One shouldn't think young Ginger's life was all play however, she was eager to contribute. Early each morning she would awake in the drafty loft of her family's cabin, scamper down the rough-hewn ladder to the ground floor and fan the banked embers of the prior night's fire back to life. Occasionally, especially on cold morns, if she found the fire had died overnight she knew to slip her frock over her gown, slide her bare feet into the buckskin moccasins her father made and hurry the mile to Jones' farm, the nearest neighbor, to get a live coal from their hearth. In spite of the effort, Ginny liked these trips because the Jones kept bees and always would offer her a steamy biscuit dripping with honey.

After a breakfast of liver, with some fava beans, Ginny would wash up, tug a comb one lick through her hair and start her two mile walk to school. The journey wasn't a burden because her pet opossum, Percy, usually kept her company. They would walk along happy as larks and both grinning, for all the world, like 'possums. In winter however, with knee-deep snow and roof-high drifts, the daily trips resembled Himalayan ascents, especially when she had to carry little Percy, who tended to ice up when his fur got wet in the cold. At school, young Miss Tendermercie, a warm-hearted school marm, made sure Ginny learned her three R's and even loaned her real store-bought books to take home and read. Ginny often would read long past dark, lying on the dirt floor beside the fire for light to see by.

As the years passed, Ginger grew into a strapping young gal who didn't mind working hard to bring in a little extra money, usually by splitting fence rails. Her ability to split a long rail, straight and true, with a few blows of the axe was a wonder of the county, where she was known as "Rail Splitter." She also was know to be a good wrestler.
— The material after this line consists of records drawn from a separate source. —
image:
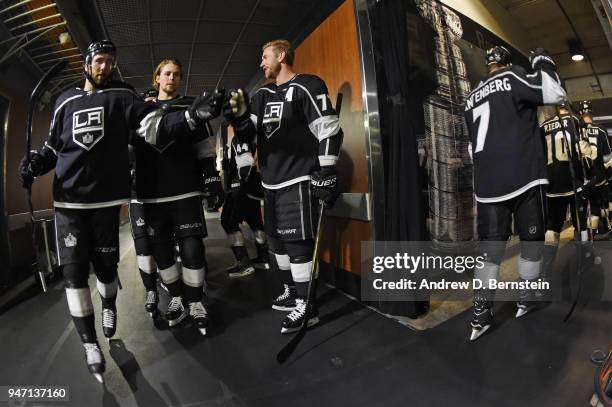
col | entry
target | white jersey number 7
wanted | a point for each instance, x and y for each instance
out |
(483, 111)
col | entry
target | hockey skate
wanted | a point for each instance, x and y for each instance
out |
(482, 319)
(95, 360)
(197, 312)
(263, 257)
(109, 322)
(285, 301)
(295, 319)
(151, 301)
(241, 269)
(176, 311)
(525, 303)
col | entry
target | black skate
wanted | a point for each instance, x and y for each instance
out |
(109, 322)
(197, 312)
(525, 302)
(263, 256)
(176, 311)
(482, 319)
(241, 269)
(285, 301)
(151, 302)
(95, 360)
(295, 319)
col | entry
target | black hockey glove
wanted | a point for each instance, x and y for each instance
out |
(207, 106)
(540, 59)
(325, 186)
(213, 192)
(29, 169)
(236, 107)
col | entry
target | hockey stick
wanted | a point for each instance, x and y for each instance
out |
(579, 265)
(288, 349)
(38, 89)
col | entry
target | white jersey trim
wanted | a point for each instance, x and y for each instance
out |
(286, 183)
(310, 96)
(94, 205)
(170, 198)
(541, 181)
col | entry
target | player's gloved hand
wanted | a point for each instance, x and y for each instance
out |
(540, 59)
(207, 106)
(213, 191)
(324, 183)
(236, 107)
(29, 168)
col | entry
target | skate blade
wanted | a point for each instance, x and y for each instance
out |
(311, 322)
(175, 322)
(244, 273)
(522, 311)
(477, 333)
(281, 308)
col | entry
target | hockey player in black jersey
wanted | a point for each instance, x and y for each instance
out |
(171, 179)
(501, 115)
(602, 160)
(566, 146)
(242, 204)
(87, 147)
(298, 141)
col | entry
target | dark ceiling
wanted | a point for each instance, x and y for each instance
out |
(218, 42)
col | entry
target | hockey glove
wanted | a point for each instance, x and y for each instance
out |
(207, 106)
(29, 169)
(540, 59)
(236, 107)
(325, 186)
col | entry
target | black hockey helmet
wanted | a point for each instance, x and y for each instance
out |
(585, 107)
(498, 55)
(101, 47)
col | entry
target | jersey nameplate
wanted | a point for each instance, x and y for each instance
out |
(88, 127)
(272, 118)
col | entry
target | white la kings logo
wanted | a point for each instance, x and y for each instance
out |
(70, 240)
(272, 118)
(88, 127)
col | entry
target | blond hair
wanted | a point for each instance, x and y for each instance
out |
(161, 65)
(282, 46)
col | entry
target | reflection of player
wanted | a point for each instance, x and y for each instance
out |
(91, 126)
(169, 183)
(501, 115)
(298, 141)
(242, 204)
(560, 133)
(602, 161)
Ginger soon was considering her destiny as an adult. Recalling her Irish father's barbarous youth, many suspected her natural aptitude might be running -- bare-breasted and painted blue, hair flowing wild and bloodstained sword carving gory swaths -- at the head of a charging horde of Celts. But those people weren't being quite fair. Her father hoped that she would become a Broker/Trader, mainly because it was easy for him to spell.

For her part, Ginger secretly harbored a childhood dream of driving a Monster Truck competitively at county fairs and in civic auditoriums across the country, and during the off-season, pole dancing in a Vegas titty bar for tips. However, it was probably memories of the land-title litigations her family endured repeatedly in Kentucky and Indiana that supplanted a career as eye-candy with one in the legal profession.